La Cámara de Representantes de Estados Unidos ha dado luz verde este lunes a la propuesta consensuada entre republicanos y demócratas para elevar el techo de endeudamiento del Gobierno en unos 2,1 billones de dólares, con lo que el documento salva el que 'a priori' era su mayor obstáculo en el Congreso. El acuerdo ha sido aprobado en la Cámara de Representantes por un total de 269 votos y ha sido rechazado por 161 congresistas, según ha informado el diario norteamericano 'The Washington Post'.
El texto, que también contempla una reducción del déficit de otros 2,1 billones de dólares (1,5 billones de euros) en el periodo comprendido entre 2012 y 2021, pasa ahora al Senado, donde los demócratas son mayoría y confían en sacar adelante el plan sin complicaciones.
La votación en el Senado, sin embargo, no se celebrará previsiblemente hasta mañana, según han revelado portavoces de las autoridades de la cámara. Los senadores seguían este lunes, al igual que hiciesen durante todo el día los miembros de la Cámara de Representantes, tratando de negociar los respaldos para el texto.
El pacto, que no resuelve el déficit, amenaza fracturar a los partidos políticos y todavía no ha devuelto la confianza a las agencias calificadoras de crédito.
El anuncio de Obama alentó a los inversionistas en los mercados de Asia y Europa pero las agencias evaluadoras de crédito Standard & Poors y Moody's todavía no han indicado si sacarán a Estados Unidos de su lista de deudores con crédito bajo vigilancia. Según el Departamento del Tesoro, Estados Unidos ha llegado al límite del endeudamiento autorizado por el Congreso: 14,29 billones de dólares. Sin permiso para endeudarse más, el Gobierno se vería obligado a suspender pagos a partir de mañana, 2 de agosto.
Tras semanas de disputas, el jefe de la mayoría demócrata en el Senado, Harry Reid, de Nevada, y el jefe de la minoría republicana Mitch McConnell, de Kentucky, forjaron un pacto que según aseguran reducirá en unos 2,4 billones de dólares el déficit fiscal a lo largo de la próxima década. Pero el pacto no satisface ni a los legisladores republicanos alineados en el movimiento derechista Tea Party ni a los legisladores demócratas que forman parte de los bloques de minorías o están más vinculados a los sindicatos.
El representante demócrata Emanuel Cleaver, de Missouri que dirige el bloque de legisladores negros, calificó el pacto como "un sandwich satánico", porque no incluye la eliminación de exenciones impositivas para los más ricos y sí amenaza los programas sociales.
El pacto ofrece al presidente Obama lo que era su mayor prioridad: la continuidad de pagos y un aumento de la deuda que permitirá que el gobierno de EEUU siga funcionando hasta principios de 2013, después de las elecciones presidenciales. Asimismo el acuerdo permite que los republicanos centristas digan a sus votantes que impidieron los aumentos de impuestos y lograron una reducción de gastos, y permite que los demócratas centristas digan a los suyos que no habrá cortes drásticos en el Seguro Social y los programas de subsidios para gastos médicos.

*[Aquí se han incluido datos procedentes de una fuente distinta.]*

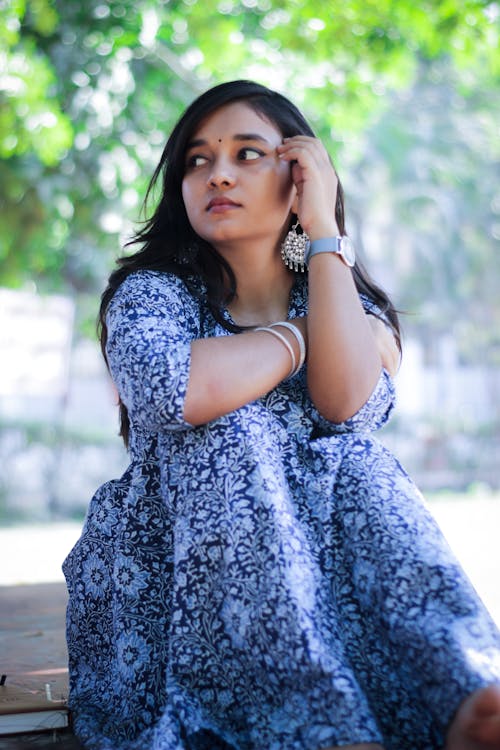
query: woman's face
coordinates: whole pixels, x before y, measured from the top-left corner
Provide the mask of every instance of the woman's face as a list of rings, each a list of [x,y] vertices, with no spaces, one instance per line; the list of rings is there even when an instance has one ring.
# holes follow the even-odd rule
[[[277,246],[296,196],[278,128],[244,102],[213,112],[188,143],[182,197],[194,231],[217,249]]]

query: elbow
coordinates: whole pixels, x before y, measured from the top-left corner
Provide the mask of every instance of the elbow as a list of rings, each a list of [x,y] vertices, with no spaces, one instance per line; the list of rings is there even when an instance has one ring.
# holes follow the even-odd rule
[[[193,427],[211,422],[227,411],[221,406],[223,398],[220,383],[211,382],[208,377],[203,381],[190,377],[184,399],[184,420]]]
[[[184,407],[183,419],[184,423],[191,427],[202,427],[204,424],[210,422],[210,419],[200,413],[193,405]]]
[[[357,414],[366,403],[366,399],[360,401],[358,399],[349,398],[349,396],[346,396],[344,399],[331,399],[323,398],[321,396],[315,398],[313,394],[311,394],[311,401],[323,419],[326,419],[332,424],[346,422]]]
[[[207,418],[203,400],[199,394],[191,395],[188,391],[184,401],[183,419],[193,427],[200,427],[210,420]]]
[[[367,403],[380,378],[350,379],[335,387],[329,383],[321,383],[313,378],[308,380],[309,395],[319,414],[328,422],[341,424],[354,417]]]

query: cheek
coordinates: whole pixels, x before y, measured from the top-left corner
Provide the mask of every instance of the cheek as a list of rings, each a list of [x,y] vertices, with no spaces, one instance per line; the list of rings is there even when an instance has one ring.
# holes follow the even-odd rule
[[[293,182],[291,180],[283,180],[279,186],[277,204],[284,210],[291,211],[296,194],[297,191]]]
[[[281,185],[281,199],[285,203],[292,203],[295,198],[295,185],[291,180],[286,180]]]
[[[187,211],[188,210],[188,206],[189,206],[189,197],[190,197],[191,191],[189,189],[189,185],[186,182],[186,180],[182,181],[182,190],[181,190],[181,192],[182,192],[182,200],[184,201],[184,205],[185,205],[186,211]]]
[[[186,180],[182,183],[182,200],[184,201],[184,208],[186,209],[188,218],[191,221],[196,201],[194,200],[192,186]]]
[[[295,197],[295,185],[289,164],[281,164],[278,174],[278,196],[281,203],[291,203]]]

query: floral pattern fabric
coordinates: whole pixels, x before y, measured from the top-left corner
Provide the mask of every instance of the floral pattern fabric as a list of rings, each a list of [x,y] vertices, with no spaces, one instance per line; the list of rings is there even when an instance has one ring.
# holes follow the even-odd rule
[[[193,427],[190,343],[231,335],[201,292],[137,272],[109,308],[131,463],[64,563],[77,734],[99,750],[442,748],[460,701],[500,681],[500,637],[372,435],[390,377],[340,425],[302,368]]]

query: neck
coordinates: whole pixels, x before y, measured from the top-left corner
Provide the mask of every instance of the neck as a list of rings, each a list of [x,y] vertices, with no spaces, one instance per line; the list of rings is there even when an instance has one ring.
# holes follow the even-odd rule
[[[279,250],[263,252],[262,246],[235,252],[220,249],[236,277],[236,297],[228,305],[235,323],[268,325],[286,320],[294,274],[281,260]]]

Tal como está redactado, la mitad de los ahorros fiscales provendrán de cortes en el gasto militar, algo que vendrá ayudado por el fin de las campañas militares estadounidenses en Afganistán e Irak.
Lo que los republicanos, y en especial el Tea Party, no lograron fue la aprobación de una enmienda constitucional que limite los gastos del Gobierno y fuerce a un presupuesto equilibrado.
La decepción mayor de los demócratas está en la ausencia de aumentos de impuestos, y en lo que perciben como claudicación del presidente Obama ante una minoría de miembros de la Cámara de Representantes impertérritos ante las consecuencias de una cesación de pagos.